The shield of the coat of arms features a red-and-white checkered top or "chief", with three local gray stone castles on green hills in the middle, and a black anchor on orange at the bottom.
In 1607 and 1608, Nikola VI Zrinski complained to the Slavonian Sabor about certain violent acts committed by the soldiers of Senj in the Bay of Bakar, where they plundered and wrecked two ships loaded with oil and grain. [10] : 485 [11] : 515, 516
In 1616, Venetian vessels had attempted to invade Bakar but was repelled by the local population with reinforcements from Rijeka
In July 1876, [12] a savings bank opened in Bakar. It competed with the savings bank in Kraljevica (established 1873), forcing it into bankruptcy in 1878. [13] : 6
In the late 19th and early 20th century, Bakar was a district capital in the Modruš-Rijeka County of the Kingdom of Croatia-Slavonia.
In February 1918, during World War I, Gabriele D'Annunzio and Costanzo Ciano took part in a daring, if militarily irrelevant, naval raid on the harbour of Bakar (known in Italy as La beffa di Buccari, lit. "The Bakar mockery"), helping to raise the spirits of the Italian public.
After WWI, from the end of 1920, Bakar was one of the major points of entry of thousands of Russian refugees, arriving in the Kingdom of SHS following the end of the Russian Civil War in the European part of the former Russian Empire, mostly from Crimea, after the final defeat of White armies under general Wrangel there in November 1920.
In 1930, an HKD Napredak branch was founded in Bakar. [14]
During WW II, in Bakar was an Italian concentration camp, where civil population from Province of Ljubljana, [15] as well as Croats and Serbs was interned. It the peak, there was 893 internees. [16]

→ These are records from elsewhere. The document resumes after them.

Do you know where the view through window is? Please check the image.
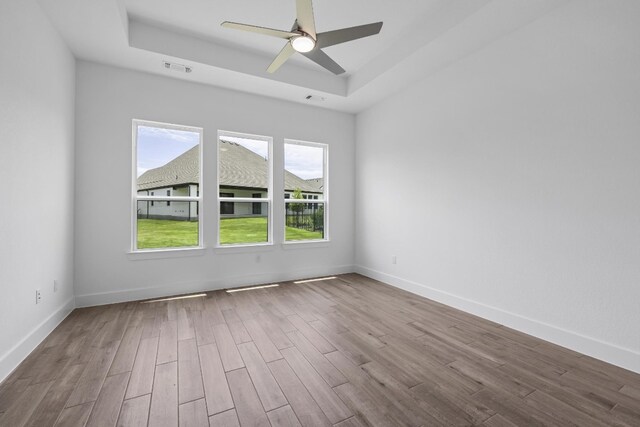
[133,121,202,250]
[218,132,272,246]
[284,140,328,241]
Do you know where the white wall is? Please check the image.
[356,1,640,372]
[75,62,355,305]
[0,0,75,381]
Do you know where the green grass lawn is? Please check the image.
[138,218,322,249]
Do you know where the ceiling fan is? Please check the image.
[220,0,382,74]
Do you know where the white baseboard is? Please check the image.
[76,265,354,307]
[355,265,640,373]
[0,297,75,382]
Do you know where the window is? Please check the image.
[220,193,234,215]
[218,131,272,246]
[284,140,329,242]
[131,120,202,251]
[251,193,262,215]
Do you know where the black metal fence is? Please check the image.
[286,203,324,235]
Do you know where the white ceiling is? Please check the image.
[39,0,566,112]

The last two days of November 2008, the maximum wave height at Bakar reached 117 centimetres (46 in) above the average sea level, higher than ever recorded since records began there in 1929. Little rain fell, but the city was flooded anyway thanks to a strong sirocco wind. Firefighters had to pump water from basements and the HEP had to repair broken power lines. [17]
In 1972 director Radley Metzger filmed his movie Score in Bakar, Croatia.